The sweeping new ruling stemmed from the conviction of Jose Padilla, a legal permanent resident who pled guilty to transporting a large amount of marijuana in his tractor-trailer. Following his conviction, Padilla was ordered deported. Padilla alleged in post-conviction proceedings that his lawyer had told him that his guilty plea would not make him removable, and that, had he known of this potential consequence, he would have insisted on going to trial. The Supreme Court of Kentucky denied Padilla’s post-conviction relief, holding that the Sixth Amendment’s guarantee of effective counsel does not protect a criminal defendant from erroneous advice about deportation. (See Commonwealth of Kentucky v. Jose R. Padilla, June 19, 2008). Padilla appealed to the United States Supreme Court.
Speaking for the majority, Justice John Paul Stevens wrote: “We agree with Padilla that constitutionally competent counsel would have advised him that his conviction for drug distribution made him subject to automatic deportation.” (Opinion at 2). Stevens argued that it is the Supreme Court’s “responsibility under the Constitution to ensure that no criminal defendant – whether a citizen or not – is left to the ‘mercies of incompetent counsel.’” (Opinion at 17). “Our longstanding Sixth Amendment precedents, the seriousness of deportation as a consequence of a criminal plea, and the concomitant impact of deportation on families living lawfully in this country demand no less,” Stevens added. Following the decision, the Court remanded Padilla’s case for a determination as to whether ineffective assistance of counsel resulted in prejudice against Padilla. (Id.).
Justices Antonin Scalia and Clarence Thomas dissented, arguing that the majority’s holding would result in a “significant further extension” of the Sixth Amendment’s right to effective counsel. (Dissent at 2). Writing for the two dissenters, Scalia argued: “There is no basis in text or in principle to extend the constitutionally required advice regarding guilty pleas beyond those matters germane to the criminal prosecution at hand – to wit, the sentence that the plea will produce, the higher sentence that conviction after trial might entail, and the chances of such a conviction.” (Dissent at 3). Accordingly, Scalia reasoned, “[b]ecause the subject of the misadvice here was not the prosecution for which Jose Padilla was entitled to effective assistance of counsel, the Sixth Amendment has no application.” (Id.).

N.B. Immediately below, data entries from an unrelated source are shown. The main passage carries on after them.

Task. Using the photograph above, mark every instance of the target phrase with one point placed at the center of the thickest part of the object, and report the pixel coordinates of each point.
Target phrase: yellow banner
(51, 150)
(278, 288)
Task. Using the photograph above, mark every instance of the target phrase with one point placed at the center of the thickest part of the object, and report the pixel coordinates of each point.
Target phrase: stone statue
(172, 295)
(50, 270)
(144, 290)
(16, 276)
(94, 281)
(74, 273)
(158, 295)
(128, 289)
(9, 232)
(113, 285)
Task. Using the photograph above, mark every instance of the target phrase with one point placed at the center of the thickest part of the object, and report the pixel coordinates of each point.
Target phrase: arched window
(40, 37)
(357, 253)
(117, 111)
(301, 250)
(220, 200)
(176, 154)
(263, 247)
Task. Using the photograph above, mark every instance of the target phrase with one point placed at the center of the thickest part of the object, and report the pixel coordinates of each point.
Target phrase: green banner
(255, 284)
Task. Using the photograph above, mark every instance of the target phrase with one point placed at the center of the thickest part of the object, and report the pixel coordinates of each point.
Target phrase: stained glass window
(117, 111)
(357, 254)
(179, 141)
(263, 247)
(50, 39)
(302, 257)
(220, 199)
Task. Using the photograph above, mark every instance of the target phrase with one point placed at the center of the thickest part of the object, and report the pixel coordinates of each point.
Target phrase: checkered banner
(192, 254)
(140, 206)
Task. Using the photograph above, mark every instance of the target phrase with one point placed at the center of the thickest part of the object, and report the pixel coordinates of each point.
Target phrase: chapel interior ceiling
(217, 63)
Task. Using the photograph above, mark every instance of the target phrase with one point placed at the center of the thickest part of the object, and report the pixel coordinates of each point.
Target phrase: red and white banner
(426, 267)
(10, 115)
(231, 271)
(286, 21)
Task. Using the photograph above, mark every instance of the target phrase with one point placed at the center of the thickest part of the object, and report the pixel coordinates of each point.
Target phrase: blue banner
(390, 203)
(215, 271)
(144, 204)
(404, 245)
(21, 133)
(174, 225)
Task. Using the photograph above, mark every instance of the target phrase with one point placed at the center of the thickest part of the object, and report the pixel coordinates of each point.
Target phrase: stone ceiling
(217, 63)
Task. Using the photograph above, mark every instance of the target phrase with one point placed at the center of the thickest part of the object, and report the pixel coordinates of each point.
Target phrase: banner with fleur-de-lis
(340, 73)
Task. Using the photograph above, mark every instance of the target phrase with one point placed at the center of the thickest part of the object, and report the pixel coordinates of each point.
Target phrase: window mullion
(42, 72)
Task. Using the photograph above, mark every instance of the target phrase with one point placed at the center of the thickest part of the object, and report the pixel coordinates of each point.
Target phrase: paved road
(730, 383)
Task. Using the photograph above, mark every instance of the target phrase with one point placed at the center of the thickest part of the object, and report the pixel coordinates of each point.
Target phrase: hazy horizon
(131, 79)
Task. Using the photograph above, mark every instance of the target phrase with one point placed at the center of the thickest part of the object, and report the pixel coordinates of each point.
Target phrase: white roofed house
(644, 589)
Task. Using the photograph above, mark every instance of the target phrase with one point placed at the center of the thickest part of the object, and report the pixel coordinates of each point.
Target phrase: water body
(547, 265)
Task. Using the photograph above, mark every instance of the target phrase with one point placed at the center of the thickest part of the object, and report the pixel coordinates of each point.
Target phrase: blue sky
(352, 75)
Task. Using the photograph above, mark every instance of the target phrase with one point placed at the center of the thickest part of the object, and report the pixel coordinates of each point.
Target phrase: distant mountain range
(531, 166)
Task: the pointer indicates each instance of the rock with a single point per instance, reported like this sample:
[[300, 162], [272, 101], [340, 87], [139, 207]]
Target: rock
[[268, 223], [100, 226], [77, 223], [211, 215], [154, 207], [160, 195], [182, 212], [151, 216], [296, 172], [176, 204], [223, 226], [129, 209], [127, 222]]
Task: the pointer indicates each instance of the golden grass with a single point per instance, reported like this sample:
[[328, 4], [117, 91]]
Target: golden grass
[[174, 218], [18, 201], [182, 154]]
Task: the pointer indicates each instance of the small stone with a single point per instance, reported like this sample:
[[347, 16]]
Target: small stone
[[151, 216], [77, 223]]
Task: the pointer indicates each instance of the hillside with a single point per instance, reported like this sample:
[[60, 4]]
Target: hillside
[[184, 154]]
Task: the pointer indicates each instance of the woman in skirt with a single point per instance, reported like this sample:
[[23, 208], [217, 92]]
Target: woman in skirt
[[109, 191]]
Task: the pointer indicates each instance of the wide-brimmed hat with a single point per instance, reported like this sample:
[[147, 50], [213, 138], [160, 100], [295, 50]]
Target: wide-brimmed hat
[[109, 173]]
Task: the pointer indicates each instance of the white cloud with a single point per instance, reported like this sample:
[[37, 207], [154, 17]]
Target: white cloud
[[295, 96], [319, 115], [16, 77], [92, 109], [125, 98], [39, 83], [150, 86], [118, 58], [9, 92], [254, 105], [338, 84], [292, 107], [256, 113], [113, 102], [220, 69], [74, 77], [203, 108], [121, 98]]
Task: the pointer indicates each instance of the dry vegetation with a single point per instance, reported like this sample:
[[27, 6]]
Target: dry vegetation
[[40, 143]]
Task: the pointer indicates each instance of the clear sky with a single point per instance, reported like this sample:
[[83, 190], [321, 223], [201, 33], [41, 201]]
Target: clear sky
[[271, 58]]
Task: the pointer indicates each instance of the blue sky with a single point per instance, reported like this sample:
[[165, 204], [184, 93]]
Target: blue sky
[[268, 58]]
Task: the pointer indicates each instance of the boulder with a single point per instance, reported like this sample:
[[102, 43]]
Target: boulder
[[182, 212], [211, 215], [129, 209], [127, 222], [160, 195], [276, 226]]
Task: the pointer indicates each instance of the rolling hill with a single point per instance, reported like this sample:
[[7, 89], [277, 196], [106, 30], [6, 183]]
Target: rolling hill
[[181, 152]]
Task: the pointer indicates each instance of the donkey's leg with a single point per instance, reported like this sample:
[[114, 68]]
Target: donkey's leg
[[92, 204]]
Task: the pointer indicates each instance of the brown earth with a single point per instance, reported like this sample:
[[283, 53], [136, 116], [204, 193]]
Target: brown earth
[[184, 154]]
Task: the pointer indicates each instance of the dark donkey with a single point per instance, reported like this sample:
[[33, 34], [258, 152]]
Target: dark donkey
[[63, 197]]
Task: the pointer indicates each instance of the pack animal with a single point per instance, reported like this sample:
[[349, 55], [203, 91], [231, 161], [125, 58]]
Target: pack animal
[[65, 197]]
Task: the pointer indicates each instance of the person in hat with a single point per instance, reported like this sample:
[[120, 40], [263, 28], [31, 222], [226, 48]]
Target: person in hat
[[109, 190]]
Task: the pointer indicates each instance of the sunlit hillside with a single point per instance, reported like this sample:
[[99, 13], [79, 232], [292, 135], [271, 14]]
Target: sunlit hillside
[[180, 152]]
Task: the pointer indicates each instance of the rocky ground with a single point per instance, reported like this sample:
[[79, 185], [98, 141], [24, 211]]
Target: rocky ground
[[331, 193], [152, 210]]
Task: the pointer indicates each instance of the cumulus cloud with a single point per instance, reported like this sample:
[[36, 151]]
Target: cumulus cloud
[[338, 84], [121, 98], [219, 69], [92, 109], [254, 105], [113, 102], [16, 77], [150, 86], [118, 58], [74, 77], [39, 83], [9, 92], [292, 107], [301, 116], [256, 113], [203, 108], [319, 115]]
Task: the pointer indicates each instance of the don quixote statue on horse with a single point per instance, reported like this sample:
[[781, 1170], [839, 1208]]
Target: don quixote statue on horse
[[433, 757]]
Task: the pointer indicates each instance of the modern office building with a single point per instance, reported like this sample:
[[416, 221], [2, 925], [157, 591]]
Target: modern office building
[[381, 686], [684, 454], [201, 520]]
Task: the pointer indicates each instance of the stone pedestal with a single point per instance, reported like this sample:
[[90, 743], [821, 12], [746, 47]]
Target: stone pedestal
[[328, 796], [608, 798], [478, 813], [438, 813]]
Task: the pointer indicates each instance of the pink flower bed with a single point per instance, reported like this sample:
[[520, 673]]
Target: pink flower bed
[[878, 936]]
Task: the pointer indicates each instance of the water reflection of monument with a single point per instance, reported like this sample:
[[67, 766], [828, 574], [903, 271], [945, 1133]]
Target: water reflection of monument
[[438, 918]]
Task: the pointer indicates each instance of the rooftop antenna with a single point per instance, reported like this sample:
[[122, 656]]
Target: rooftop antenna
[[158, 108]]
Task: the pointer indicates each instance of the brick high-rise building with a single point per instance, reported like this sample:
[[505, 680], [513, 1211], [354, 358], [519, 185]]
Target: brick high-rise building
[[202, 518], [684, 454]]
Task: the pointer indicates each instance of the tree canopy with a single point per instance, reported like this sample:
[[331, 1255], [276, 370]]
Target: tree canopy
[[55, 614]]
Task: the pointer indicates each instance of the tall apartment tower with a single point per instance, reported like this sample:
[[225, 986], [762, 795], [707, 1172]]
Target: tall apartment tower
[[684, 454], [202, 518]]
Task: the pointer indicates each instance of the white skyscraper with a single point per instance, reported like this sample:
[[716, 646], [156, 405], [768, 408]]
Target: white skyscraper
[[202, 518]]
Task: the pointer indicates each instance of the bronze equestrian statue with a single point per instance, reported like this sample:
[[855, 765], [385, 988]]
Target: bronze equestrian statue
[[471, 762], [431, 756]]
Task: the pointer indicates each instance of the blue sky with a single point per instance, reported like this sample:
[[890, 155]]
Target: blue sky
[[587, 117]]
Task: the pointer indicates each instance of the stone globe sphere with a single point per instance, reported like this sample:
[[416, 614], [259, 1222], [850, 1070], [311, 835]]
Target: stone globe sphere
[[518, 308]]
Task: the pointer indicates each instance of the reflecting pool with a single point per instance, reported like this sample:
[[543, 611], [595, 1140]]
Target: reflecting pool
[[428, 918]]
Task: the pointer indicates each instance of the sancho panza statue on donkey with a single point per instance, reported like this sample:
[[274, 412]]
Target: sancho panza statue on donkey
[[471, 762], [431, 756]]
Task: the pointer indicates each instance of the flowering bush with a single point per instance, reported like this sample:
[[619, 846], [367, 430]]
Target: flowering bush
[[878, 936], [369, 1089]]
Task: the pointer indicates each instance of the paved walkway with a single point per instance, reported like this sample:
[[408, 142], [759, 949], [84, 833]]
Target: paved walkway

Chief Justice John Roberts and Justice Samuel Alito concurred with the majority, agreeing that Padilla’s lawyer had violated the right to effective counsel because his attorney had given him “unreasonable and incorrect information concerning the risk of removal.” (Concurrence at 14). However, Roberts and Alito disagreed with the majority on another front, arguing that they would find a violation of the Sixth Amendment only where, as in this case, a criminal defense lawyer had provided “affirmative misadvice” to noncitizens facing the risk of deportation as a result of their plea agreement. (Id.). Writing for the concurring justices, Alito expressed concern about the implications of the majority’s holding: “a criminal defense attorney should not be required to provide advice on immigration law, a complex specialty that generally lies outside the scope of a criminal defense attorney’s expertise.” (Id.). Alito argued that the majority’s holding imposes a severe “burden” on defense lawyers (Concurrence at 7) and will result in “much confusion and needless litigation.” (Concurrence at 1).